Multicultural gardens are at home in public parks
· Cities have become multicultural. Food provides opportunities to help cities become intercultural — please teach me about your culture and I am happy to teach you about mine, if you wish. Producing foods that express First Nations heritage, for example, should be as obvious as the exotic enclosed gardens that most cities built during the 1800s. Community gardens allow people to share ideas and seeds about crops that grow well in the local climate.
· We have only begun to explore the potential for eating “edible weeds.” These can be allowed to grow free along wilderness paths and other areas designed for rambling walks.
Gardening in barren traffic ares beautifies, stores carbon, cleans air, and maybe offers a snack
· Traffic safety problems are leading many local governments to adopt some version of “living streets” or “street reclaiming” planning — which goes beyond road bumps, which slow cars down, to initiatives that invite residents to treat the street as front yards shared by slow-moving cars. Opportunities abound in such street redesigns to provide opportunities for food production. In other words, food becomes a tool of new kinds of planning that humanize the city.
· Cities facing intense rainfall and storms during this era of global warming are increasingly exploring “green infrastructure” — such as green roofs, green walls and rain gardens, which beautify the city at all times while protecting the city during storms that commonly destroy old cement-based infrastructure. There is no reason why the plants on green roofs and walls or in rain gardens cannot be food plants, adding another layer of value and public benefit.
· Shopping malls will almost certainly need to be reinvented.

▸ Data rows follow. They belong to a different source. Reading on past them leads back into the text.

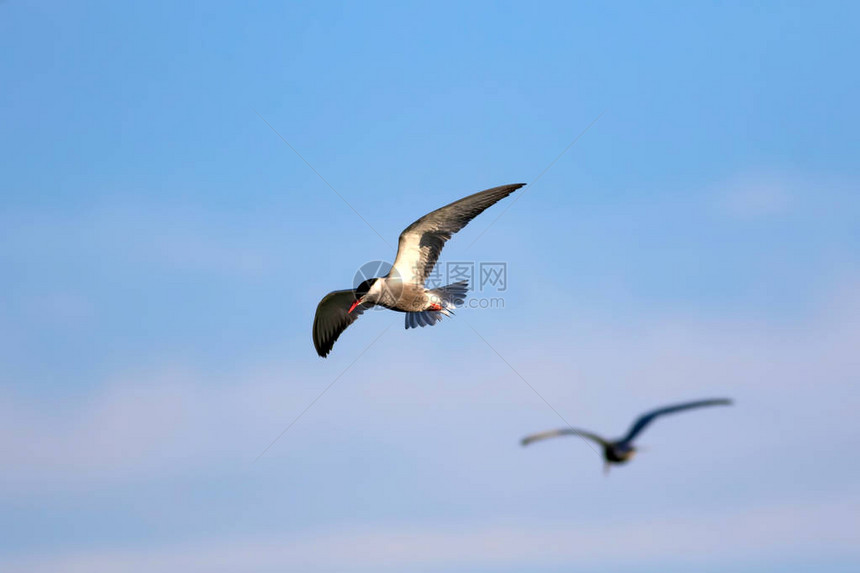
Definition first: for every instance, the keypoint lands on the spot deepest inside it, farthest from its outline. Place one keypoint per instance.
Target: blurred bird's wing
(332, 318)
(563, 432)
(421, 242)
(648, 417)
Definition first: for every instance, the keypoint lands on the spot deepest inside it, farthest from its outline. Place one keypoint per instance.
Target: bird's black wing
(563, 432)
(647, 418)
(421, 242)
(332, 318)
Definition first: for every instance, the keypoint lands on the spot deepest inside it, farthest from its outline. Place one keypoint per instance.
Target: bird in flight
(622, 450)
(402, 289)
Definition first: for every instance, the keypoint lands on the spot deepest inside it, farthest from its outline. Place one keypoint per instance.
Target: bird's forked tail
(447, 297)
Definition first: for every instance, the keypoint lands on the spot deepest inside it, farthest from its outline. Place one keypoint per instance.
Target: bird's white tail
(449, 296)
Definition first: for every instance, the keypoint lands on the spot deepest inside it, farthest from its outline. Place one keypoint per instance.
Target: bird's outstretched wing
(332, 318)
(563, 432)
(648, 417)
(421, 242)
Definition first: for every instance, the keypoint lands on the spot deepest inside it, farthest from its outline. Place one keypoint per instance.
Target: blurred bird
(622, 450)
(402, 289)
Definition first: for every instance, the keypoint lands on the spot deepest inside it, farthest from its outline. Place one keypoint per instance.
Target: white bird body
(403, 288)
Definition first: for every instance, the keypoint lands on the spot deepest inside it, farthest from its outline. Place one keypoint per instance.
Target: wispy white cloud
(790, 531)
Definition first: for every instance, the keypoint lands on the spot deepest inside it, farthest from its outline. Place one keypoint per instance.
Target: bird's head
(625, 451)
(361, 293)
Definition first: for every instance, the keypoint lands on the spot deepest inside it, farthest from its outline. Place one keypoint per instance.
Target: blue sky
(164, 251)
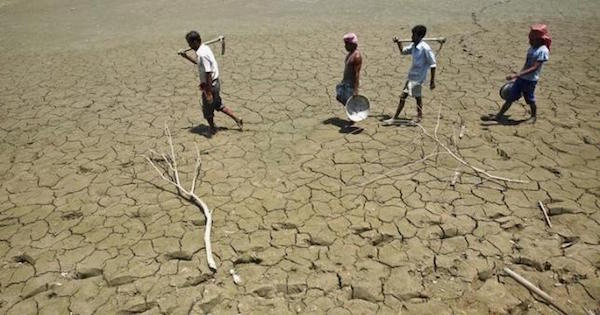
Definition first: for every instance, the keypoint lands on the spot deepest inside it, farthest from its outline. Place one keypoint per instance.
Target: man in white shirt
(423, 60)
(208, 71)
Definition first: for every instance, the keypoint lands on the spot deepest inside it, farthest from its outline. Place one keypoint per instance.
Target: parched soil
(314, 216)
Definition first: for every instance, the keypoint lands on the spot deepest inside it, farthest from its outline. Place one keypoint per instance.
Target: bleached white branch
(189, 195)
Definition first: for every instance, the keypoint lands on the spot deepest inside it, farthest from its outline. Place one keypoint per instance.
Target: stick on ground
(172, 177)
(531, 287)
(545, 211)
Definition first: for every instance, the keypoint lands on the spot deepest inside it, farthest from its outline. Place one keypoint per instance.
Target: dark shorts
(522, 87)
(343, 92)
(208, 109)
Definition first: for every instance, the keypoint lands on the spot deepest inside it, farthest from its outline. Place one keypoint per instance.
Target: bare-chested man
(349, 85)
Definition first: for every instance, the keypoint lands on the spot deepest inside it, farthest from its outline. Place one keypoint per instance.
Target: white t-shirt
(206, 63)
(423, 60)
(541, 54)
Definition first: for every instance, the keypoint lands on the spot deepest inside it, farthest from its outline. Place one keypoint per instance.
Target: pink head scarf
(541, 31)
(351, 38)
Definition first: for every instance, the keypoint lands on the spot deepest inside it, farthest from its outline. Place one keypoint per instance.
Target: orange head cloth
(541, 31)
(351, 38)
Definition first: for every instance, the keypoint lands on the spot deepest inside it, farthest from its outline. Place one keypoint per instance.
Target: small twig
(531, 287)
(545, 213)
(459, 159)
(455, 177)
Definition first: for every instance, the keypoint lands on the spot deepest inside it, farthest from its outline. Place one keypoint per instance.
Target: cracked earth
(315, 218)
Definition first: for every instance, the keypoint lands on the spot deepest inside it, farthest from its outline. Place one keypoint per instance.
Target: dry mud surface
(87, 227)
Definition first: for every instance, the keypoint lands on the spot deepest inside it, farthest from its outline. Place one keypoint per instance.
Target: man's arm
(185, 55)
(526, 71)
(357, 66)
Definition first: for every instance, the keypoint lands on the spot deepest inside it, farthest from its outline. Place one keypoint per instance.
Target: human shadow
(399, 122)
(204, 130)
(346, 126)
(487, 121)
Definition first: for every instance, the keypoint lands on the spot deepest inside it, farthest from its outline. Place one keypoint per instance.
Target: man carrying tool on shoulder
(423, 59)
(208, 71)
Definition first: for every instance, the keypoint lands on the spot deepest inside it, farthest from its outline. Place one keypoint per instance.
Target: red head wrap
(541, 31)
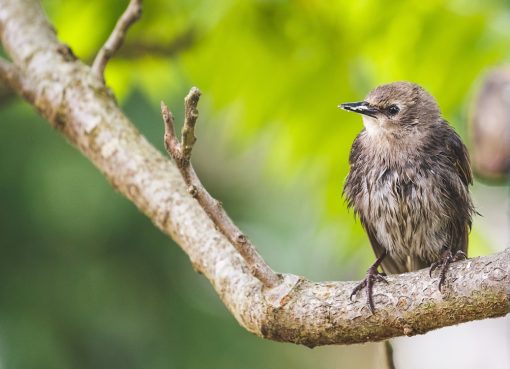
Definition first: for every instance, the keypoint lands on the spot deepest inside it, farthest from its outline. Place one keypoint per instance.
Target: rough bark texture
(75, 101)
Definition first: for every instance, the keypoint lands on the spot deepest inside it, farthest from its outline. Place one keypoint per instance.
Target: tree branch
(132, 13)
(181, 153)
(69, 95)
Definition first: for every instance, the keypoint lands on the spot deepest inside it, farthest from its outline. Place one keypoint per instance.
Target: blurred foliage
(89, 282)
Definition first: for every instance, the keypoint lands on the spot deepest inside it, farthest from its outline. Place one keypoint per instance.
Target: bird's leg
(446, 258)
(372, 276)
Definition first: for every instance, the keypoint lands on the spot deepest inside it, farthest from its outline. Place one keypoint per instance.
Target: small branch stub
(181, 153)
(132, 13)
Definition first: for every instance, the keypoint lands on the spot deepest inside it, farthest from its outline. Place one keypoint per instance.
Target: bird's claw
(444, 261)
(372, 276)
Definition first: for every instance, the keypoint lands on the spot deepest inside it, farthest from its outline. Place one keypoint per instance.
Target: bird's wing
(458, 154)
(457, 151)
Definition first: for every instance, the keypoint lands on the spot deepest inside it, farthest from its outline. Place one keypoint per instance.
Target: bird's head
(397, 109)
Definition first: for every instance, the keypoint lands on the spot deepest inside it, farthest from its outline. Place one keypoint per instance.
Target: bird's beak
(361, 107)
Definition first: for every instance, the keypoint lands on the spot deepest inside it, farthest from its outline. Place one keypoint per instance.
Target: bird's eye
(393, 110)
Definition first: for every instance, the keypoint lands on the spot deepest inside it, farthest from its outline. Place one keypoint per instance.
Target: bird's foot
(372, 276)
(444, 261)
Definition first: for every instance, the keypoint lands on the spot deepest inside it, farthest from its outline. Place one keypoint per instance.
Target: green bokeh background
(89, 282)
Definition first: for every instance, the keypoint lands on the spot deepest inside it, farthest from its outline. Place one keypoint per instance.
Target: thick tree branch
(132, 13)
(69, 95)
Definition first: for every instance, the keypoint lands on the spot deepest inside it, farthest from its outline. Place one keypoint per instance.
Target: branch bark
(77, 103)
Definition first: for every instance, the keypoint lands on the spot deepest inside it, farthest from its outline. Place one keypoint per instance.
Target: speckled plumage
(408, 179)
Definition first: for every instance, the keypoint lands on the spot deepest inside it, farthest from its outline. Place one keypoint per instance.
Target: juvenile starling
(408, 183)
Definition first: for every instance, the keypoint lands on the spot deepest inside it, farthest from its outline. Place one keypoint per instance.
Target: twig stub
(188, 138)
(132, 13)
(181, 153)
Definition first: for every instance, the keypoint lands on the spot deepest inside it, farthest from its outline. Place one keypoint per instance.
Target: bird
(408, 182)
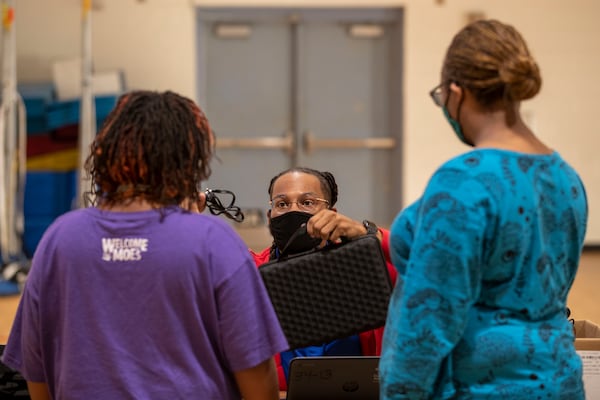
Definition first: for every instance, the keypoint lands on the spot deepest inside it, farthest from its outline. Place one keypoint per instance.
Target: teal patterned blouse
(486, 258)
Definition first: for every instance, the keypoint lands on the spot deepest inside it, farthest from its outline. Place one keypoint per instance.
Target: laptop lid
(333, 377)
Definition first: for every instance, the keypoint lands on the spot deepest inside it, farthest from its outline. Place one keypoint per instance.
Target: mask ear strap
(297, 233)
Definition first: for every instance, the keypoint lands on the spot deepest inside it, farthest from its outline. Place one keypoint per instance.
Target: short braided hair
(327, 180)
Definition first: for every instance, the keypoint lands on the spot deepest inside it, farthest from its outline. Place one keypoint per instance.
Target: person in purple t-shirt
(137, 297)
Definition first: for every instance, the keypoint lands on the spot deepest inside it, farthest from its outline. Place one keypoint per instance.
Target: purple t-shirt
(139, 306)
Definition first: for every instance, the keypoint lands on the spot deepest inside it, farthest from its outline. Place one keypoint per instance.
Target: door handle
(311, 143)
(286, 143)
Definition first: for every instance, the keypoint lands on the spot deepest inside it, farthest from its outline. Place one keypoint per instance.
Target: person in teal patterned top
(487, 255)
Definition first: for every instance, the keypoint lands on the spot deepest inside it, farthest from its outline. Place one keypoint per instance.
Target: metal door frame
(207, 15)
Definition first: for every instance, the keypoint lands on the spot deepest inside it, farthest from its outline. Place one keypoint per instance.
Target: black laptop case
(329, 293)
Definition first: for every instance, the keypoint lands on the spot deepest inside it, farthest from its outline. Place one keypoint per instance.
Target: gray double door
(312, 87)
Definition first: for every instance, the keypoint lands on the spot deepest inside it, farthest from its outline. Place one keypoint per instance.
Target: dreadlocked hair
(152, 146)
(328, 184)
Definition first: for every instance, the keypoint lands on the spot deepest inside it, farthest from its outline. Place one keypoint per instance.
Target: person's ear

They are well positioned to become areas featuring green infrastructure and food production.
· One good public service deserves another, and local government support for food production leads logically to libraries being enlisted — as places that lend not just books but gardening tools and micro-processing equipment.
· The concept of the “sharing economy” has been taken over by services such as Uber and Air B & B. But the original idea was for people to turn Internet connections into a hub — places to exchange goods or services. Such platforms encourage people who are already growing food to use the inevitable surplus created by any garden to swap for other goods or services.
The forest commons of India inspired many food leaders, including Vandana Shiva
The great Indian thinker on food issues, Vandana Shiva, has argued that food has created a movement of ands, not buts. Given this truth, it is not really possible to write a book exclusively on public produce, as Nordahl well knows. The topics inevitably widen into food on public lands and the economy, and transportation and health, and so on. That’s one reason why Nordahl’s book will be in continual need for expansion.
On top of that, the idea of producing food on public lands is what Barry Martin, of the Toronto-based communications firm Hypenotic, calls “generative.” It encourages others to run with particular aspects of an idea.
Good on Nordahl for having generated this unusually important conversation.